After extensive correspondence, a court-martial convened at Morristown, New Jersey, and Shippen appeared before it in March of 1780. Congress did not finally dispose of the case until August of 1780, when it ordered Shippen to be discharged from arrest following the court’s acquittal. Shippen’s acquittal rested largely on procedural defects and ambiguities in how the medical department had been structured, rather than a substantive finding that the charges were unfounded; Congress later declined to formally approve the verdict, signaling continued doubt about his conduct.
An Early Pattern: Mismanagement, Suffering, and Institutional Resistance
Rush’s complaints traced an entire chain: overcrowded hospitals, contaminated and diverted supplies, inaccurate reporting, and leadership that stayed physically distant from the worst conditions. His letters described hundreds of deaths from hospital-acquired disease and argued most were “artificial” rather than an inevitable result of campaigning, since they came from putrid fevers contracted inside mismanaged institutions.
He urged Congress to separate the role of purveyor from the Director General, which Congress eventually did by creating a separate purveyor’s office under Jonathan Potts.
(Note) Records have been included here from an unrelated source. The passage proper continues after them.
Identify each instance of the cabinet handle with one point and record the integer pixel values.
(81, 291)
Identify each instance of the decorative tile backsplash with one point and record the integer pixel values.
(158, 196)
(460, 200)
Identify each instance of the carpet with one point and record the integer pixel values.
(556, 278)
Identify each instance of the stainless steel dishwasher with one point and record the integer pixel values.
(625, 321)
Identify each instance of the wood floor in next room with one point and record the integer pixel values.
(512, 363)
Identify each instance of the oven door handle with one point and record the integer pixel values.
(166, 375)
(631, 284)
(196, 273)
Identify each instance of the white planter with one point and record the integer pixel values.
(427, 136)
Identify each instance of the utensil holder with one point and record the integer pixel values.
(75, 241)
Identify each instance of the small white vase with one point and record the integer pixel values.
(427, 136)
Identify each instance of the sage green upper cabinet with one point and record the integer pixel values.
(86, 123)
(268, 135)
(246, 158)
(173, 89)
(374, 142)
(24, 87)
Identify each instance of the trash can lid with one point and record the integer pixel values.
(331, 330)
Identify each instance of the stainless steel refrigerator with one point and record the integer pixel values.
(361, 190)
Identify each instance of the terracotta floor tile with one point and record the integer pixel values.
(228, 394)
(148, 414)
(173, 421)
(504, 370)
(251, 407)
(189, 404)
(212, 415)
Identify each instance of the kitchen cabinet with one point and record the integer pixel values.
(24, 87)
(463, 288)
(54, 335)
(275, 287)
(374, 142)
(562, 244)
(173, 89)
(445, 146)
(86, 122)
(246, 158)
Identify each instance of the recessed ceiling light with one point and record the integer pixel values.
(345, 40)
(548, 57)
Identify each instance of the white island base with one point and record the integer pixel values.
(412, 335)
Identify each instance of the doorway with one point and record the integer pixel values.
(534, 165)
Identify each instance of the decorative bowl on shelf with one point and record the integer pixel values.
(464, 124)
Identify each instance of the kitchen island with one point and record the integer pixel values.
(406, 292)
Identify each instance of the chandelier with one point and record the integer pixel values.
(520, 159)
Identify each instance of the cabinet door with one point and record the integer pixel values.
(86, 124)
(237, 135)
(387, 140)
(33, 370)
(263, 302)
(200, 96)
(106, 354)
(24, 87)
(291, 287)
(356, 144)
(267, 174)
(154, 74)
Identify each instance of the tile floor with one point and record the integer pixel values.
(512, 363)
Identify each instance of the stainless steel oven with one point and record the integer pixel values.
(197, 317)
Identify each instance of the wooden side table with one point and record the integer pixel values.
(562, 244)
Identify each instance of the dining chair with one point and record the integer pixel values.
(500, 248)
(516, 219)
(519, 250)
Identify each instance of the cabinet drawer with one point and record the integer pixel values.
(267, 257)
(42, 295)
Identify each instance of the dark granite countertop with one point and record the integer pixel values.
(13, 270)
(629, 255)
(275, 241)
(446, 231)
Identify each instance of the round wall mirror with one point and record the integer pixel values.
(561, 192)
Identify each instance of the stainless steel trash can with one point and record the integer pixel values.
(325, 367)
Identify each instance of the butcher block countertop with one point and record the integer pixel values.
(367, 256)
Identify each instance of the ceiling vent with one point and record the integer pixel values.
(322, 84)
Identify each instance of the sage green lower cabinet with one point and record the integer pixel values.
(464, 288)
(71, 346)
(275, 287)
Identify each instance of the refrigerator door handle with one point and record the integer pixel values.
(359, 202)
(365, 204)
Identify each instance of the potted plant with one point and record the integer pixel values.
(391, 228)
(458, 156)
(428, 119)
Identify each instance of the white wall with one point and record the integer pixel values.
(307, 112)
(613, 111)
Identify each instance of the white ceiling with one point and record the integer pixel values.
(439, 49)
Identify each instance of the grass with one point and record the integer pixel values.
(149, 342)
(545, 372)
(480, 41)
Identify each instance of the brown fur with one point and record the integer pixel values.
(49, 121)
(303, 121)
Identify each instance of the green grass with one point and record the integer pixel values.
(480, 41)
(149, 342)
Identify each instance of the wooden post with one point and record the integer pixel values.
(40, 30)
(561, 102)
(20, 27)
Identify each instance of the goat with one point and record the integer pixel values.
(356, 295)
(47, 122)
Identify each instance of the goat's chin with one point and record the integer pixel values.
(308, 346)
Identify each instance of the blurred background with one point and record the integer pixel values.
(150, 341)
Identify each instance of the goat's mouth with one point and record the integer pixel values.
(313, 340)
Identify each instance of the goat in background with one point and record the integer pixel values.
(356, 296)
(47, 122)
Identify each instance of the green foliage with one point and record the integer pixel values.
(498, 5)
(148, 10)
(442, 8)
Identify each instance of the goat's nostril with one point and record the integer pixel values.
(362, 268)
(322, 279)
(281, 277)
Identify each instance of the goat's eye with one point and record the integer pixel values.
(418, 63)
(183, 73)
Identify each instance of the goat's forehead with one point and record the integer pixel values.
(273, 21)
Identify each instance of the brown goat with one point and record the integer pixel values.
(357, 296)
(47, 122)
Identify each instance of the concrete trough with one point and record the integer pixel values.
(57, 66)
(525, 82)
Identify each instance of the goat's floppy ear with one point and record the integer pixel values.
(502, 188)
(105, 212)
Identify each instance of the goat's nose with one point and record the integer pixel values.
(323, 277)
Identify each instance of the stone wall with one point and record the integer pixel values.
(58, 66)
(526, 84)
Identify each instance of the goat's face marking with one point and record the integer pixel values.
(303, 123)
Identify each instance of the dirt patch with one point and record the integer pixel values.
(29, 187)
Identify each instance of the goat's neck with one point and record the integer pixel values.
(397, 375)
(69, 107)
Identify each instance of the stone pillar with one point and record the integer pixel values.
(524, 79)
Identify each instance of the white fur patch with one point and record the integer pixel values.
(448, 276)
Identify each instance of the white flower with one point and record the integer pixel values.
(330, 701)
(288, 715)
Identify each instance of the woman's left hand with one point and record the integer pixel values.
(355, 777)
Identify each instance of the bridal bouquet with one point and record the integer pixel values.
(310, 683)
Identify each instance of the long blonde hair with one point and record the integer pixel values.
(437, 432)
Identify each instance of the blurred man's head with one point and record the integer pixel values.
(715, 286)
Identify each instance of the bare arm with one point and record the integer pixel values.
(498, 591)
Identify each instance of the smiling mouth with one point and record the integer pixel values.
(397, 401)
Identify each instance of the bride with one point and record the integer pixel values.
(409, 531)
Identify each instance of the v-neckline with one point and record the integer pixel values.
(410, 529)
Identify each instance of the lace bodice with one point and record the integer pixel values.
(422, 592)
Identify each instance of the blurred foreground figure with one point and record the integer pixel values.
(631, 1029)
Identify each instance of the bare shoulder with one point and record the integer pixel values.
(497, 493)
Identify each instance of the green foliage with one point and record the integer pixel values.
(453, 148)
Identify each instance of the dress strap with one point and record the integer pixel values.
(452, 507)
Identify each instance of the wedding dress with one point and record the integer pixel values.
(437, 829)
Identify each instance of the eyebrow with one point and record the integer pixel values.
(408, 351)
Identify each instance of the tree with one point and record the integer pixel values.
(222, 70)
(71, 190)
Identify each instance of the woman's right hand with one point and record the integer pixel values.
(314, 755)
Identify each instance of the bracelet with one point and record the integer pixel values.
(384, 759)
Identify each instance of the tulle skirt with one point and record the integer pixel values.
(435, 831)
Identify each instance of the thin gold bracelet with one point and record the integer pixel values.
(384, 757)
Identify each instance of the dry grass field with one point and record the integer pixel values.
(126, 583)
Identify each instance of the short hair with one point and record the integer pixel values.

The change recognized the core structural point in his December 1777 letter: medical officers who care for patients should not control the supply accounts that can be manipulated at the expense of those patients.
Echoes in Later Military Medical Scandals
The specific abuses Rush described belong to the eighteenth century: adulterated Madeira, shortages of straw bedding, and wagons moving sugar and wine as “private property.” The pattern he identified, however, has recurred in later military medical controversies.
In 2007, for example, a Washington Post series documented substandard outpatient housing and bureaucratic obstacles at Walter Reed Army Medical Center. Reporters described mold, leaks, vermin, and damaged infrastructure, along with complex paperwork that left wounded soldiers waiting months for decisions on care and benefits. Subsequent stories reported hospital officials had long been aware of complaints about outpatient neglect.
That modern scandal differs from Rush’s world in almost every technical detail, yet the underlying issues feel familiar: sick and injured service members caught in systems where leadership, logistics, and oversight break down, and where it takes outside pressure and internal dissent to force change.
Rush’s Place in Whistleblower History
Rush did not use the word “whistleblower,” and his motives mixed professional standards, humanitarian concern, and intense personal and political conflict with Shippen. The record preserved in the Army’s own histories, however, shows a senior medical officer who documented abuses in writing, took his complaints to Congress and the commander in chief, resigned rather than remain silent, and pressed for formal legal accountability.
In that sense, Benjamin Rush stands as one of the earliest clear examples of an American military whistleblower after the 1777 Continental Navy case, and his story shows how early the United States confronted the problem of enforcing medical standards in wartime.